If you hoped the dissenters might be more sympathetic to the use of the RFRA in war tax resistance cases, you won’t find much support for your hopes here. The dissenters for the most part seemed inclined to generally weaken the reach of the RFRA.

But again, this was all just my first impression, and I’m not a lawyer. Peter Goldberger is, and he’s worked in the area of conscientious objection and the free exercise clause for a long time, and he gave the “Hobby Lobby” decision a lot of thought and found some interesting angles.

For one thing, when the Supreme Court used conscientious objection to military taxation as a reductio in Lee and Hobby Lobby, it did so in cases that themselves did not concern conscientious objection to military taxation. They assumed that the government could not accommodate the beliefs of such resisters without “chaos” breaking out — that it would be too onerous for the government to accommodate such objectors. But there was nobody there to argue the objectors’ side and to present evidence that this was not necessarily true. Perhaps in a more direct case, objectors might be able to present evidence that would convince the court to revise its point of view.

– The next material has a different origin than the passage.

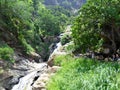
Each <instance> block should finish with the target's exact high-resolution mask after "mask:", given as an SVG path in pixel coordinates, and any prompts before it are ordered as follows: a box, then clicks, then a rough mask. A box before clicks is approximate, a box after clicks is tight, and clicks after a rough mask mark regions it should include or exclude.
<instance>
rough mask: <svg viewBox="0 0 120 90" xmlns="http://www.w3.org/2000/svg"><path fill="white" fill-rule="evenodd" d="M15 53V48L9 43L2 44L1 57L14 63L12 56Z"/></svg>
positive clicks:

The Hobby Lobby case also seems like it might usefully expand the right of conscientious objectors to military service. Previously the court had ruled that there was no constitutional right to conscientious objection, and so objectors enjoyed only those rights that Congress had chosen to grant them by statute. The language of Hobby Lobby seems to suggest that now, the government will have to prove a fairly strictly-defined compelling government interest if it wants to restrict the rights of draftees or military personnel who are or who become conscientious objectors for religious reasons.

For example, Goldberger suggests, Congress has defined legal conscientious objection to military service so that it only applies to pacifists — that is, to people who object to all war. It does not apply to religious objectors, for instance Catholics, who belong to a “just war” tradition which asks them to evaluate war by certain criteria and conscientiously object only to a subset of them. Goldberger suggests that the new RFRA standard, as elaborated in Hobby Lobby, could invalidate this and force the government to accommodate more varieties of religious conscientious objection.

Goldberger thinks this might also be a good time for a challenge from someone of the variety of war tax resisters who resists by putting the amount of the tax into an escrow account and telling the IRS that it may seize the money if it wants to, but that the resister is unwilling to pay it voluntarily. Since the IRS could accommodate the resister’s religiously-based conscientious objection, without undue difficulty for the government and without unleashing “chaos,” by simply seizing the money, perhaps the objector has a legal right not to be further penalized or subject to legal sanctions of other sorts for such a stand.

Finally, since Hobby Lobby (somewhat notoriously) decided that corporations can, under some circumstances, have some rights of their own under the RFRA, this may be a way to ask the Court to revisit a case similar to the Priscilla Adams case that it turned down on procedural grounds back in the day. Adams was a Philadelphia Yearly Meeting (a Quaker corporation) employee and a war tax resister. Her employer went to court to try to gain the right not to have to withhold taxes from her salary as this would force them to participate in violating her conscience.

Myself, I don’t see a lot of use in looking to the legal system for help, but I think this sort of thing is interesting and kind of fun to explore.